Dave, do you think Anthony is a rock star?

“Not at all. He’s not superficial. To me he’s a genuinely warm human being all the time and he happens to do this for a living. It’s a completely different thing. Rock stars think about what they wear when they go to the market.”

“Playing music is a way of feeling good about myself,” says Anthony. “I definitely feel way better about myself as a human being when I’m working and creating and writing and letting free the melodies and feelings inside of me. Without it, I wouldn’t be able to say the things that I say. It’s very difficult for me to express myself anyway, whether it’s with my mother or my girlfriend or my best friend, I feel pretty bottled up when it comes to expressing my true, innermost feelings. It’s always been like that.”

Dave agrees: “For me, I didn’t have anybody who shared the same experiences. I wasn’t into sports, and I really wasn’t into chasing skirts. Although I loved girls, I wasn’t into the whole next-day-in-the-locker-room thing. I couldn’t relate to that, so I had a lot of stuff bottled up in me and the only way I could get it out was if I sat in my room and played guitar. Maybe I wasn’t trying to fill a void, I was trying to heal a void.”
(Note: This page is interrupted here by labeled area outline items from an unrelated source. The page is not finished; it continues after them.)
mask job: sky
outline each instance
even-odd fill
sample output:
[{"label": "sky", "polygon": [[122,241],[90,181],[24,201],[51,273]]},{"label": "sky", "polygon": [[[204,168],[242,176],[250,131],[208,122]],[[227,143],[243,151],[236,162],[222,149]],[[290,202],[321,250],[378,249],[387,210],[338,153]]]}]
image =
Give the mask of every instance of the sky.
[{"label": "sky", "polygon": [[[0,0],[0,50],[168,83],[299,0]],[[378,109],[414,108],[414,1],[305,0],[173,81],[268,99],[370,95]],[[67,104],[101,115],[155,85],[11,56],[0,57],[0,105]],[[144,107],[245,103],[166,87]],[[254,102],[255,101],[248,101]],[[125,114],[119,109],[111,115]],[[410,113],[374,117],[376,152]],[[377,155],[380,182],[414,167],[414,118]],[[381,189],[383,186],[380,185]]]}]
Did you have any expectations?

Anthony: “I try really hard not to have expectations, because it’s a really hurtful thing to do to yourself. Your attempt at trying to write a script for your life is a big waste of time.  When we made our first few records and sold very few of them, I thought that was perfect.  I never thought, Wow, let’s sell millions of records and be really famous. I thought what we were doing was the coolest thing in the world and playing to people in little clubs completely spazzing out to what we were playing was, to me, the greatest pinnacle of success.”

“I’ve always thought that pessimism is the key to continual excitement,” muses Dave. “If I’m pessimistic about every situation I’m involved with I’m never let down.  But I’m constantly excited about stuff, because I’m thinking the worst and usually the worst isn’t what happens.” Unless you happen to be a member of the Red Hot Chili Peppers.

“David is the delightful pessimist,” opines Kiedis. “As pessimism goes, he’s a really brilliant pessimist.”

Is that something else you share, Anthony?

“Ha! When I was a kid I went to Camp Optimist.”

“Really?” says Dave, surprised.

“Yeah, you never heard of it?”

Dave: “No, I went to Tumbleweed. Y’know that one? ‘Tumbleweed/ Tumbleweed/ The camp we love the best/ Sing about how we can make things/ And you know all the rest.”

It’s about now that the interview begins to fall apart as Anthony and Dave start singing camp mottos to each other. Another journalist waits patiently outside, waiting to be seen. The Red Hot Chili Peppers have returned, rejuvenated, with Navarro, the unmistakable fourth member of the band. Thirteen years is a long time in rock ‘n’ roll, but what’s time when you’re regressing back to Camp Optimism.

Anthony: “Nobody likes us/ Nobody Likes us/ Kids from Camp O/ Always a-winning/ always a-grinning/ always a singing ‘Oi Oi Oi!”